Reliability engineering
Nightly medical-service job stabilization
A nightly appointment-processing job looked healthy in production but silently left recoverable billable services behind. I rebuilt the run around bounded batches, caching, fault isolation, and categorized operational reporting.
Key metrics
- Recovered services
- about 5,300
- Failure boundary
- per appointment
- Run shape
- windowed and chunked
Problem
A nightly appointment-processing job was responsible for finding recent clinical appointments, checking which ones were still missing billable medical services, mapping those appointments to the right service blocks, and writing the generated services back into the hospital billing workflow.
The job looked straightforward on paper. In production, it was quietly leaving recoverable work behind. Some appointments were skipped because the run operated on too much data at once. Others failed because one invalid service block or missing configuration could interrupt otherwise valid appointments.
I investigated the missing services end to end, then refactored the nightly job around batching, caching, fault isolation, and operational visibility. The stabilized job helped recover approximately 5,300 missing billable medical services and made future backfills and nightly runs much safer to operate.
Domain names, identifiers, and internal implementation details are generalized here, while the architecture and engineering decisions are preserved.
Before
The important issue was the shape of the pipeline. It behaved like one long lane of work, where data volume, repeated lookups, and error handling all compounded each other.
After
The refactor changed the job from a fragile bulk process into a bounded, observable recovery pipeline. Each stage now has a smaller responsibility and a clearer failure boundary.
Windowed appointment processing
Instead of processing the full appointment range as one large unit, the job splits the date range into configurable windows. Each window loads appointments, checks for existing services, generates missing services, and then moves to the next window.

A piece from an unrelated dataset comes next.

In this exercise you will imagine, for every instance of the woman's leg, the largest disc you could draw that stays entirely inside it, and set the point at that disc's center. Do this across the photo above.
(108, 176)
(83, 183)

This keeps memory usage and query size bounded. It also makes backfills easier because historical ranges can be processed in predictable slices instead of turning every recovery run into one oversized production event.
Run-level caching
Several expensive values are reused across appointments during one run: service configuration, cost center data, responsible doctor settings, case type, and service block metadata.
The refactor introduced run-level caches around these lookups. Identical requests reuse the same promise, and failed requests are removed from the cache so later appointments can retry instead of inheriting a poisoned cache entry.
Fault isolation
The most important reliability change was separating preparation failures from write failures and handling both at appointment level.
Preparation includes loading cost centers, responsible physicians, case information, and service blocks. Writing is the final GraphQL mutation that creates the service session. By isolating these steps, the job can skip one problematic appointment while continuing to recover the rest.
Known recoverable service-block errors are treated as data quality issues for that appointment, not as reasons to abandon the whole run. If an appointment still has valid billable blocks, the job writes them. If it has none, the job records why.
Observability
The stabilized job ends with categorized counters instead of a vague success/failure signal. That made the recovery work measurable and turned the job into a diagnostic tool.
When services are not generated, the team can now see whether the cause is appointment data, master data, service-block validity, validation behavior, or the write path.
Why it was good engineering
The result was a job that could be trusted for the actual business process, not just for technical execution.
- Bounded workload: date windows and query chunking make the job safer at normal and backfill scale.
- Less repeated work: caches reduce duplicate metadata and GraphQL calls.
- Smaller failure blast radius: one bad appointment no longer prevents unrelated appointments from being recovered.
- Better financial completeness: the system now finds and writes billable services that were previously missed.
- Operational evidence: categorized logs and summaries show where losses happen and what still needs cleanup.
Impact
The stabilized pipeline helped recover approximately 5,300 missing billable medical services. More importantly, it changed the nightly job from a fragile process into a repeatable recovery mechanism that can be monitored, explained, and safely rerun.
For a billing-adjacent healthcare workflow, that matters because clinical activity is represented more completely downstream, finance teams have fewer silent gaps to reconcile manually, and engineers get clearer signals when master data or validation rules need attention.